The Black Lives Matter (BLM) movement’s welcoming embrace of the slogan “From Palestine To Ferguson” makes it abundantly clear that left-wing racists in America have found their ideological soul mates in the Palestinian anti-Semites of the Middle East.
BLM, you may recall, was born in response to the 2013 acquittal of George Zimmerman, the “white Hispanic” who had infamously shot and killed Trayvon Martin the previous year. The phrase quickly became a rallying cry for radicals and rioters demanding an end to what BLM termed the “virulent anti-Black racism” that “permeates our society.” Then, when a white policeman in Ferguson, Missouri shot and killed the young black criminal Michael Brown in August 2014, BLM ramped up its allegations of police brutality against “people of color” in America’s “white supremacist system.” The fact that police are significantly more likely to shoot white criminal suspects rather than black suspects has never meant anything to BLM. The movement’s purpose is to promote racial hatred and street riots, not to uncover any truths.
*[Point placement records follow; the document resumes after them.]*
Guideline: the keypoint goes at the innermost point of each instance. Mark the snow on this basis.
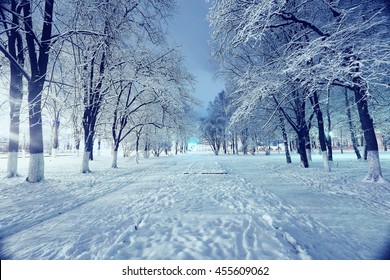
(195, 206)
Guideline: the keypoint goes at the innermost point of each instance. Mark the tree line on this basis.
(103, 66)
(299, 63)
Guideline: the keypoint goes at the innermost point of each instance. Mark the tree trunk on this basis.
(36, 165)
(374, 167)
(15, 47)
(88, 145)
(302, 149)
(329, 136)
(115, 158)
(16, 95)
(321, 131)
(56, 126)
(285, 138)
(351, 126)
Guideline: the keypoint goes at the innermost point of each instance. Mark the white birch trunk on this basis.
(374, 168)
(308, 154)
(36, 168)
(325, 160)
(12, 168)
(85, 164)
(114, 159)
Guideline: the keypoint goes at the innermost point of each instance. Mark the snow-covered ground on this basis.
(195, 206)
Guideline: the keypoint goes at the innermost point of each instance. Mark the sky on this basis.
(190, 30)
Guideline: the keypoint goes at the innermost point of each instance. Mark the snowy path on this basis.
(186, 207)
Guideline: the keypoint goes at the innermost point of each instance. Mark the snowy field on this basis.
(196, 206)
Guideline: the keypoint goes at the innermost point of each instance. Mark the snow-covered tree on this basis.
(10, 17)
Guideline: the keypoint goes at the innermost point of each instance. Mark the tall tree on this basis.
(10, 16)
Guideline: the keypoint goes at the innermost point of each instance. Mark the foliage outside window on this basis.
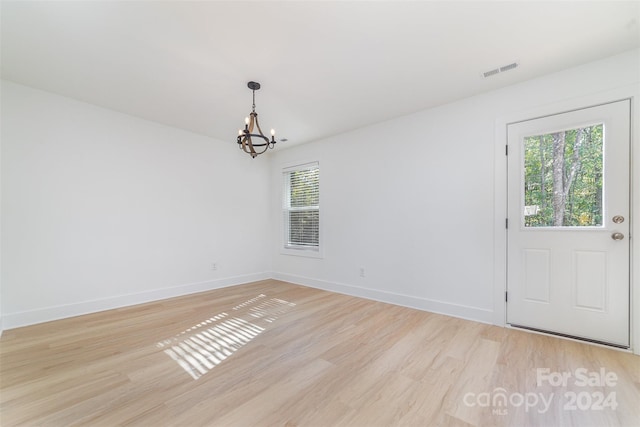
(301, 207)
(563, 178)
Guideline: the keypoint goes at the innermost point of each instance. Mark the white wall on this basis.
(102, 210)
(413, 200)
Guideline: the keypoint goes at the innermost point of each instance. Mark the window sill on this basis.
(302, 252)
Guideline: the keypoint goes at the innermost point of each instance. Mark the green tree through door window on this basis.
(563, 176)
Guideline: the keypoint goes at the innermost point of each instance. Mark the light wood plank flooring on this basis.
(275, 354)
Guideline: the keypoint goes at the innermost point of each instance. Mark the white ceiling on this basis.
(325, 67)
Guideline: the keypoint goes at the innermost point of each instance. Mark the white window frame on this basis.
(286, 247)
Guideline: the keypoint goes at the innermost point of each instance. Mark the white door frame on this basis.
(500, 197)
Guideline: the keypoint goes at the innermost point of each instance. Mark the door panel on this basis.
(568, 196)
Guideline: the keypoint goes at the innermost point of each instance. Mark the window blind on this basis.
(301, 207)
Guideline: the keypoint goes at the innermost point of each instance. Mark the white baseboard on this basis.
(434, 306)
(25, 318)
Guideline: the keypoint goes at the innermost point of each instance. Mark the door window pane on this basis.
(563, 178)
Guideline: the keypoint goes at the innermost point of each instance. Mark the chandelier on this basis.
(254, 143)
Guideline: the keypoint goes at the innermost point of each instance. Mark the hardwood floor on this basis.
(272, 353)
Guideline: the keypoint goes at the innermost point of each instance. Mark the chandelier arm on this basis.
(244, 139)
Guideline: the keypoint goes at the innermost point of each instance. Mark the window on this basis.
(301, 208)
(563, 178)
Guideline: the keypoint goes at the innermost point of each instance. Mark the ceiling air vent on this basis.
(499, 70)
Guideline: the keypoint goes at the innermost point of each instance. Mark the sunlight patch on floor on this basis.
(203, 346)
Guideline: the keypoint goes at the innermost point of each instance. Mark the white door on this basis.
(568, 223)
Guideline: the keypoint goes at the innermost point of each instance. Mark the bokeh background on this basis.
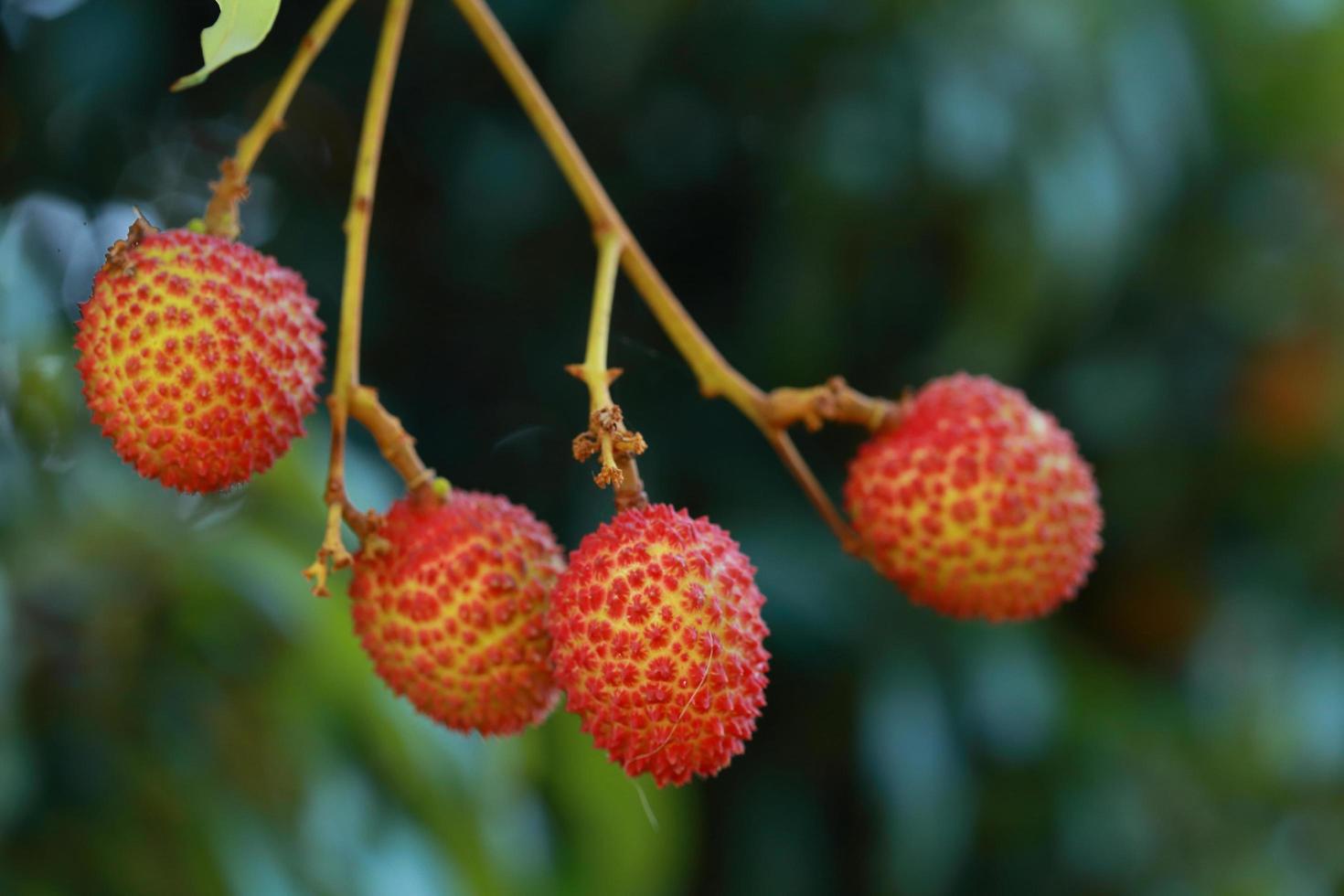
(1133, 209)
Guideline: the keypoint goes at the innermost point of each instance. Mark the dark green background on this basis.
(1129, 208)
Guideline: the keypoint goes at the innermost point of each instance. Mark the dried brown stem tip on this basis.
(608, 437)
(834, 402)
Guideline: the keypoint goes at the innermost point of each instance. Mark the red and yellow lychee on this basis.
(449, 601)
(199, 357)
(976, 503)
(659, 644)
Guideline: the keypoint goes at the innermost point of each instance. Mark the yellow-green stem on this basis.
(352, 288)
(711, 369)
(222, 212)
(600, 323)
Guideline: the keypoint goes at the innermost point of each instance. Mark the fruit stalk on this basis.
(222, 212)
(715, 375)
(606, 435)
(357, 220)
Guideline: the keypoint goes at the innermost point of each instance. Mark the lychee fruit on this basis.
(449, 601)
(659, 643)
(976, 503)
(199, 357)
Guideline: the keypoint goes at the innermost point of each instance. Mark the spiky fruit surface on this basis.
(977, 504)
(659, 643)
(199, 357)
(452, 610)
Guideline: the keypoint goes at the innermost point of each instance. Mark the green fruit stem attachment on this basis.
(606, 434)
(348, 398)
(771, 412)
(220, 217)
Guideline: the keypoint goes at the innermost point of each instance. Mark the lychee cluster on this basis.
(659, 643)
(977, 504)
(199, 357)
(449, 601)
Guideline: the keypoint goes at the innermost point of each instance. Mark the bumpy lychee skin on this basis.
(659, 644)
(977, 504)
(199, 357)
(452, 610)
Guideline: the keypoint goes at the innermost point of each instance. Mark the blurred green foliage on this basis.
(1135, 209)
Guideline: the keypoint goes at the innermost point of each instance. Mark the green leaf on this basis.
(242, 25)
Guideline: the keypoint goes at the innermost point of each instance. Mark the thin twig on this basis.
(231, 188)
(352, 289)
(711, 369)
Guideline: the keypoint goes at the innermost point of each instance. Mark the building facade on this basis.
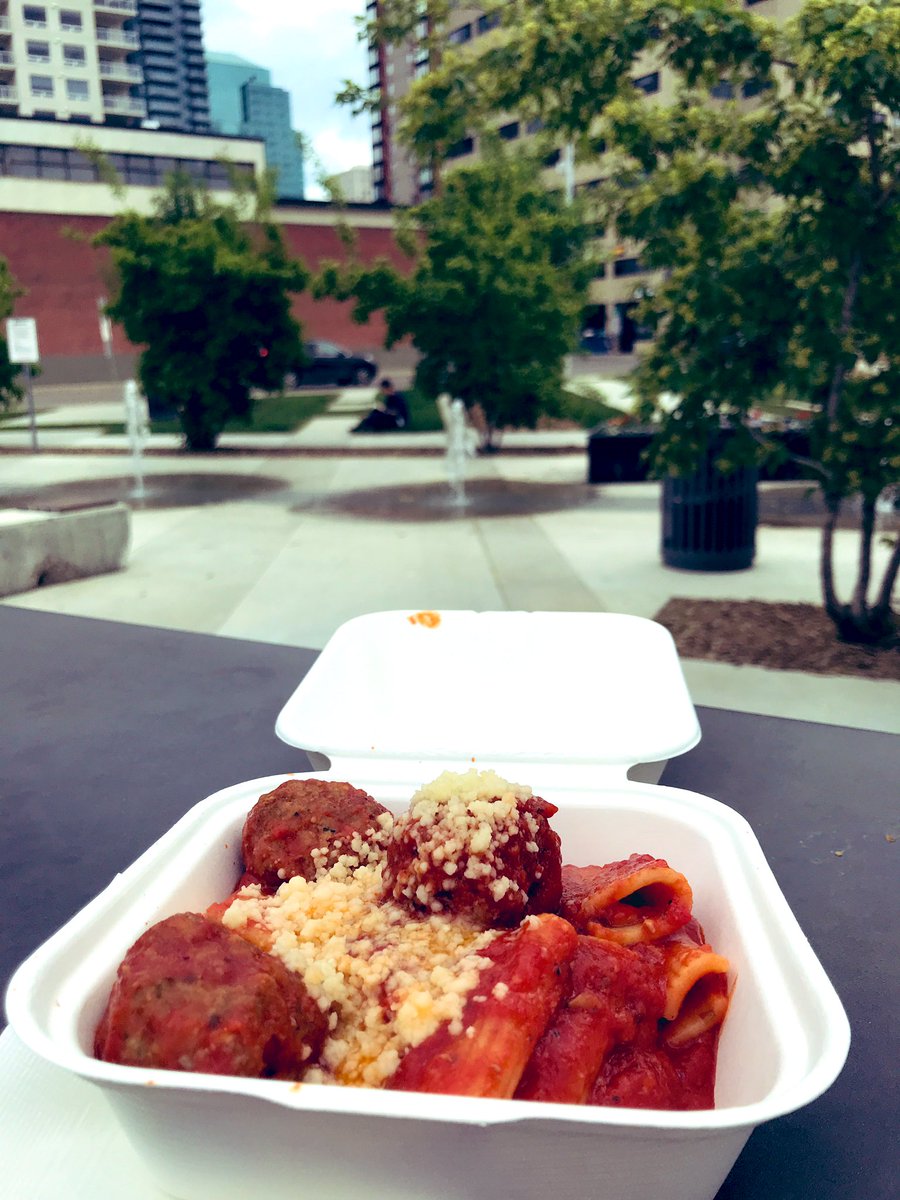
(621, 279)
(171, 39)
(244, 102)
(51, 208)
(105, 61)
(79, 63)
(355, 185)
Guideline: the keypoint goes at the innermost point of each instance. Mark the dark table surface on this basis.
(113, 731)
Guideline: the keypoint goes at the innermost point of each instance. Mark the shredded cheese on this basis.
(387, 979)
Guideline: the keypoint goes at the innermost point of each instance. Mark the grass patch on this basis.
(271, 414)
(586, 408)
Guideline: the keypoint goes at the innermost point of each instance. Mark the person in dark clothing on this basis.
(390, 413)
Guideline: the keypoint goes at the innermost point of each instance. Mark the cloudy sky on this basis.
(310, 47)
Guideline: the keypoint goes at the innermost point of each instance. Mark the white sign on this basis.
(22, 340)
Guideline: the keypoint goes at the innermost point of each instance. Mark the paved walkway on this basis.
(285, 537)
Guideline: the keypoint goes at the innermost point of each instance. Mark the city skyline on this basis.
(310, 53)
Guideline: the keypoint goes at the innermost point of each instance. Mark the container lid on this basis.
(581, 688)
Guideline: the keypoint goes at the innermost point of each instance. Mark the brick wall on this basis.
(64, 275)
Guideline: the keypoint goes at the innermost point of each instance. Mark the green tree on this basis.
(765, 197)
(203, 287)
(10, 388)
(495, 294)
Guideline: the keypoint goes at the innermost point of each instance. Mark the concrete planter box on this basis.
(37, 549)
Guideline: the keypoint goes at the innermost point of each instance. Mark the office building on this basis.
(399, 179)
(354, 185)
(244, 102)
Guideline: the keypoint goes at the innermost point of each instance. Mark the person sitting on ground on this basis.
(389, 414)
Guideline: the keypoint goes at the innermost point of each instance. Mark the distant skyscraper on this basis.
(244, 102)
(174, 69)
(355, 185)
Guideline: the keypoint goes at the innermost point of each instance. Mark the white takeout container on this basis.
(537, 688)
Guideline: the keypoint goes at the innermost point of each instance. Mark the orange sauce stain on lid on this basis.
(430, 619)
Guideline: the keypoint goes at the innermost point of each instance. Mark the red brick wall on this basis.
(64, 275)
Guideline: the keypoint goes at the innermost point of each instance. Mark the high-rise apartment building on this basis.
(105, 61)
(174, 67)
(244, 102)
(79, 63)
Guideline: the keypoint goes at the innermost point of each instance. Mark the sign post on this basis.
(22, 349)
(137, 424)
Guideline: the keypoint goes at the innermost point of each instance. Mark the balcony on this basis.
(118, 36)
(125, 105)
(127, 72)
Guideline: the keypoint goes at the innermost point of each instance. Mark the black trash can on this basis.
(709, 520)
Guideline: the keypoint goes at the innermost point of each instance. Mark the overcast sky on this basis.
(310, 47)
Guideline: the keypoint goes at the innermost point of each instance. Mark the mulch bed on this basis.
(780, 636)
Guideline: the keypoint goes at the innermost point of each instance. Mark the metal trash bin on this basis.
(709, 520)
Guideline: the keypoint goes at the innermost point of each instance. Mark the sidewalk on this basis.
(283, 537)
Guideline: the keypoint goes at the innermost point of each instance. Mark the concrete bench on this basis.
(37, 549)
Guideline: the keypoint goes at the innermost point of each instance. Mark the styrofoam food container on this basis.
(215, 1138)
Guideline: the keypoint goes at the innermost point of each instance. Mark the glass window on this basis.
(627, 267)
(648, 84)
(141, 169)
(457, 36)
(81, 168)
(52, 163)
(754, 87)
(21, 161)
(466, 145)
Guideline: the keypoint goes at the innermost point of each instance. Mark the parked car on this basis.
(328, 364)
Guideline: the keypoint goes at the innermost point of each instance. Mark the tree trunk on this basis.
(201, 433)
(858, 622)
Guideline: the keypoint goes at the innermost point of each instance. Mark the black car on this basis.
(328, 364)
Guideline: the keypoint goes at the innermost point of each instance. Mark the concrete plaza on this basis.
(283, 537)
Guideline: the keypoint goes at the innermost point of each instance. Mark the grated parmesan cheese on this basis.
(387, 981)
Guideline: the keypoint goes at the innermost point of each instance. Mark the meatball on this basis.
(475, 844)
(303, 815)
(192, 995)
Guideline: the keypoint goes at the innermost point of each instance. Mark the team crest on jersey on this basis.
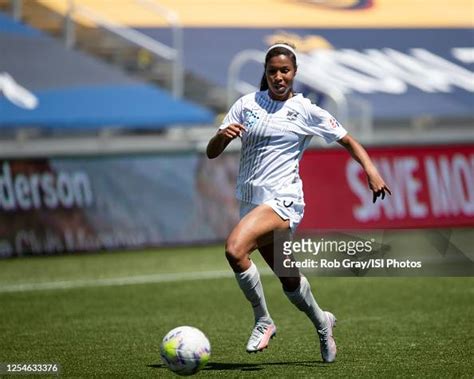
(251, 118)
(292, 115)
(334, 123)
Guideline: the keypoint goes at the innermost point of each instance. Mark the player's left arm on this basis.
(376, 183)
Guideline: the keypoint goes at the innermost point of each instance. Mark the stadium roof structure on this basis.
(45, 85)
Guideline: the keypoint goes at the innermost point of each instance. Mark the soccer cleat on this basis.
(326, 340)
(261, 335)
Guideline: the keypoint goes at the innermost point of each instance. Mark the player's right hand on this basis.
(232, 131)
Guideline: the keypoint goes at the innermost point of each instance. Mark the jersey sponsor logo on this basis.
(287, 204)
(251, 118)
(334, 123)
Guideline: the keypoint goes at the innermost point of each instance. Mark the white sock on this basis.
(249, 282)
(305, 302)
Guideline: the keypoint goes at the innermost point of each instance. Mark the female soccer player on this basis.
(276, 125)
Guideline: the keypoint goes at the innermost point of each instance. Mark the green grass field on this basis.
(104, 315)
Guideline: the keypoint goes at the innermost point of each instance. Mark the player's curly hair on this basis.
(273, 53)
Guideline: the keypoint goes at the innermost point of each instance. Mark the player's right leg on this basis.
(241, 242)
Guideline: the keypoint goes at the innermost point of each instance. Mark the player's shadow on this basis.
(219, 366)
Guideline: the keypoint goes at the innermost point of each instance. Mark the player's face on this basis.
(280, 73)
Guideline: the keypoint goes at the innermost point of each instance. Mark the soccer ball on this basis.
(185, 350)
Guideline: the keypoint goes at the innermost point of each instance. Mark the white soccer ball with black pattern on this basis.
(185, 350)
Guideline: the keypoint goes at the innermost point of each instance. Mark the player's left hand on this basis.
(377, 186)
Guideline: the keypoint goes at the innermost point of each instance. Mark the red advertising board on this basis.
(431, 187)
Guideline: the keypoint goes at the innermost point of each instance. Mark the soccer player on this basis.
(275, 125)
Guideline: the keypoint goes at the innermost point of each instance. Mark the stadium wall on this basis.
(72, 204)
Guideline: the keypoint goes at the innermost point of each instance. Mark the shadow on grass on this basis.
(220, 366)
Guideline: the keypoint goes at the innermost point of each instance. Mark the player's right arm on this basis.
(223, 137)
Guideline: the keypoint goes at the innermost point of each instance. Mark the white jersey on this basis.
(277, 134)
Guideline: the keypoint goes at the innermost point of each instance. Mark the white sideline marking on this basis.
(123, 281)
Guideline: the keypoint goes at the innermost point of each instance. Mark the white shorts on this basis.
(288, 208)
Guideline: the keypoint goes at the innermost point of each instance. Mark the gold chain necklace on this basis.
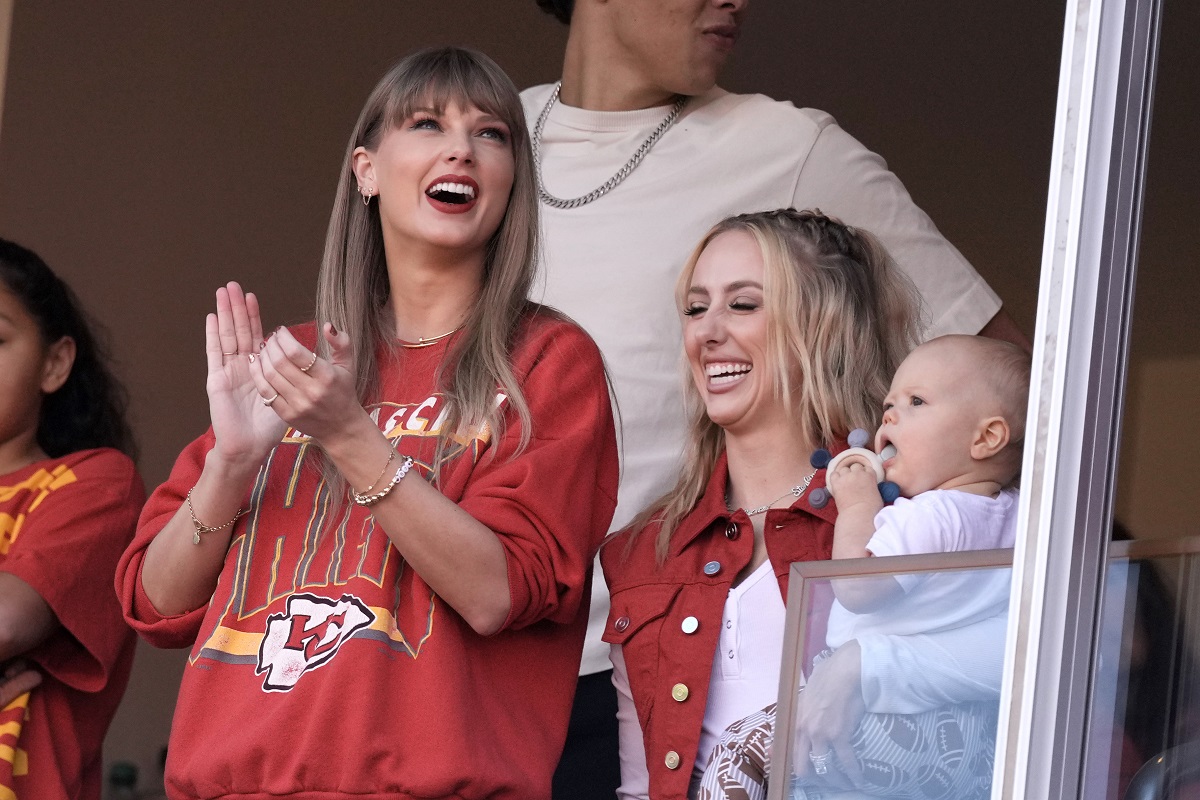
(426, 342)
Just a few days after Brown’s death, a worldwide alliance of Palestinian activists—who detested Israel and its Jewish citizens every bit as fiercely as BLM loathed America and white people—decided to draw public attention to their own particular grievances by piggybacking on the turmoil in Ferguson. The timing was favorable for these anti-Semites, given that the Israeli military was then engaged in an effort to dismantle Hamas’s massive terror infrastructure in the Gaza Strip. The activists adopted the meme “From Palestine To Ferguson” (FPTF)—a pithy catchphrase that, like “Black Lives Matter,” quickly evolved into shorthand for trumped-up charges of victimization, calls to revolution in the name of “social justice,” and vindictive hatred disguised as a plea for respect.
Voicing empathy for the sense of “hurt,” “anger,” and “moral outrage” which BLM feels as a result of “the oppression that continues to target our Black brothers and sisters in nearly every aspect of their lives,” FPTF mouthpieces proudly affirm their own “solidarity with the family of Michael Brown, a young unarmed Black man gunned down by police”; their support for the “struggle” of black Ferguson residents against “a militarized police occupation”; and their contempt for the “racist capitalist system” that “systematically pushes” American blacks “to the margins of humanity.”
In a like manner, adherents of the FPTF mindset routinely portray Israel as a “capitalist settler-state” that pursues “economic expansion” by subjecting the Palestinians to “collective punishment,” “subjugation,” and “war crimes.” In short, says one FPTF spokesman, “the rejection of peace” is structurally “built into [Israel’s] current existence”—a remarkable allegation, in light of the fact that Arab states have flatly rejected favorable opportunities for peace with Israel more than 30 times since 1937.